Les douze requêtes présentées par le requérant au procureur de la République de Mardin entre le 27 avril 1996 et le 9 mai 1997 seraient restées sans réponse. Le requérant se référait à sa première demande du 29 janvier 1996 et demandait à recevoir copie du rapport d’autopsie et à ce que les mesures d’instruction nécessaires soient prises afin de découvrir et de juger les coupables. Dans son courrier du 28 octobre 1996, il se plaignait de ne pas obtenir de réponse et de ce qu’aucune instruction n’était menée.

Le 27 novembre 1996, le parquet décida de joindre les deux dossiers d’instruction.

Par lettre du 2 mai 1997, le parquet de Dargeçit redemanda à la gendarmerie de Dargeçit de mener une enquête en vue de découvrir le ou les auteurs du meurtre de Süleyman Seyhan et de les lui déférer. Le 10 juin 1997, il demanda à la gendarmerie de lui adresser un rapport trimestriel sur cette affaire.
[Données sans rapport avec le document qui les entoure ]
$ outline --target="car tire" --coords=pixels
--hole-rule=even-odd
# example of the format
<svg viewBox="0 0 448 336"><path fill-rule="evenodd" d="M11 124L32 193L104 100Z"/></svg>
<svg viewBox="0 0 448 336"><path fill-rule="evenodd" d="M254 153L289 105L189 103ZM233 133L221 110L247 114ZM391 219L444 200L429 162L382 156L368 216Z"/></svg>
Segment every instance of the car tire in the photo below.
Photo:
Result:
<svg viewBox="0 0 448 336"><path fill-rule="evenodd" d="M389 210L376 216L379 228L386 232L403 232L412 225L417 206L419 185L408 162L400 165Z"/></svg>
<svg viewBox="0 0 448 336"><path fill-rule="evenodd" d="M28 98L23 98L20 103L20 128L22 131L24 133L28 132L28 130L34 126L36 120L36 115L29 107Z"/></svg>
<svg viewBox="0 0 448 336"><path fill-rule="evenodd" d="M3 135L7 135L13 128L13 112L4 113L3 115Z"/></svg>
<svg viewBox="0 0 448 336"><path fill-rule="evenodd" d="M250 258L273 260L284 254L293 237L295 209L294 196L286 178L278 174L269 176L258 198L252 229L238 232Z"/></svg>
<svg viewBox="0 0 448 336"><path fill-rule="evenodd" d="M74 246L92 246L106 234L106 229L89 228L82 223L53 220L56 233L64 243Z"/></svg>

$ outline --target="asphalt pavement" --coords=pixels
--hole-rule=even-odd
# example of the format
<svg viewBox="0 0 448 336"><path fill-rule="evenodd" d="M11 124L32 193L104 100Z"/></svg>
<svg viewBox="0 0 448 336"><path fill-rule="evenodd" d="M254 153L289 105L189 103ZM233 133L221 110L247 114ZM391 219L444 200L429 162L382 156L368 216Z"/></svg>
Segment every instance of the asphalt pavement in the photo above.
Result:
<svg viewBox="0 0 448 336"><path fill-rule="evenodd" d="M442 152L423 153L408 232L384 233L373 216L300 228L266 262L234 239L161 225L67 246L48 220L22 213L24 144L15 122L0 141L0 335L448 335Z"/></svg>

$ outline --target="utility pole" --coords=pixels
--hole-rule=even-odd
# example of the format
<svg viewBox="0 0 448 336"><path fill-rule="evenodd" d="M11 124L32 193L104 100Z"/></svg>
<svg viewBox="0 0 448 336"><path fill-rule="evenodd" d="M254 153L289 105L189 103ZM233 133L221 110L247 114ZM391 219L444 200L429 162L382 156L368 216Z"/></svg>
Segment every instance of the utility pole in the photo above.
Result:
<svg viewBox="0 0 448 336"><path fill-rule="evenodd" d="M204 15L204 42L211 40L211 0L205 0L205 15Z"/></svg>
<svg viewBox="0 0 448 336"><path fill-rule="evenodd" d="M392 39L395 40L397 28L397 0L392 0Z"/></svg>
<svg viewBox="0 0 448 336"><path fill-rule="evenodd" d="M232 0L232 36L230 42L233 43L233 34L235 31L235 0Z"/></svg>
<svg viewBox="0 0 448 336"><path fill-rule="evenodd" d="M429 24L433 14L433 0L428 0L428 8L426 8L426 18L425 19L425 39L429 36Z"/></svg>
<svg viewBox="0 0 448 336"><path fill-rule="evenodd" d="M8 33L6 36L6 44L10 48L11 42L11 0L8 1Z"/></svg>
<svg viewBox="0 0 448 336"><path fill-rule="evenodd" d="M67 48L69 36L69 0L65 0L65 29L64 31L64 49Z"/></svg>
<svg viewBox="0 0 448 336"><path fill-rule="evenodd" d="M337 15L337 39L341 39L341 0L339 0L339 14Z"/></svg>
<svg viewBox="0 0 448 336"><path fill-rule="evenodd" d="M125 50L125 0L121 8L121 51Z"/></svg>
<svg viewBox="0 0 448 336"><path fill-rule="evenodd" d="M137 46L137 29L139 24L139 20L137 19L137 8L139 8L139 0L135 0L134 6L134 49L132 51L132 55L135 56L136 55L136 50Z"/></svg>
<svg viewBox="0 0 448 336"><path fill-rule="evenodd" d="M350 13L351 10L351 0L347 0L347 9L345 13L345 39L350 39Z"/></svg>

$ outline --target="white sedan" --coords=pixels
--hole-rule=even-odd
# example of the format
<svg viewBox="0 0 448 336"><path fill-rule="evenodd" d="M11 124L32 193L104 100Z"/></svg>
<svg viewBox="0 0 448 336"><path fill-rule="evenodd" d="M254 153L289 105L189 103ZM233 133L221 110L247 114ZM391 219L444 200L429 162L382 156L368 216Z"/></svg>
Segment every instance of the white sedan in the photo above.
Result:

Par courriers des 29 août et 26 septembre 1997, la gendarmerie de Dargeçit informa le parquet que l’enquête n’avait pas abouti et se poursuivait.


Le 17 novembre 1997, le parquet de Dargeçit demanda à la gendarmerie de vérifier si les trois gardes de village mis en cause étaient en fonction entre le 25 et le 30 octobre 1995 et quel était leur statut exact. Par courrier du même jour, le parquet demanda également à la gendarmerie si une procédure judiciaire quelconque avait été diligentée à l’égard de Süleyman Seyhan entre le 25 octobre et le 10 novembre 1995.

Le 18 novembre 1997, le parquet demanda à la gendarmerie de Dargeçit la mise à disposition, dans les plus brefs délais, de Ramazan Savci, garde de village.

Le 19 novembre 1997, le commandant de la gendarmerie de Dargeçit précisa par écrit au parquet qu’entre le 25 octobre et le 30 octobre 1995, les trois gardes de village en cause étaient en service mais qu’aucune mission particulière ne leur avait été confiée.

Le même jour, la gendarmerie indiqua au parquet qu’aucune procédure judiciaire n’avait été engagée contre le requérant entre le 20 octobre et le 10 novembre 1995 ; en revanche Süleyman Seyhan avait été placé en garde à vue dans les locaux de la gendarmerie entre le 8 et le 13 mai 1993.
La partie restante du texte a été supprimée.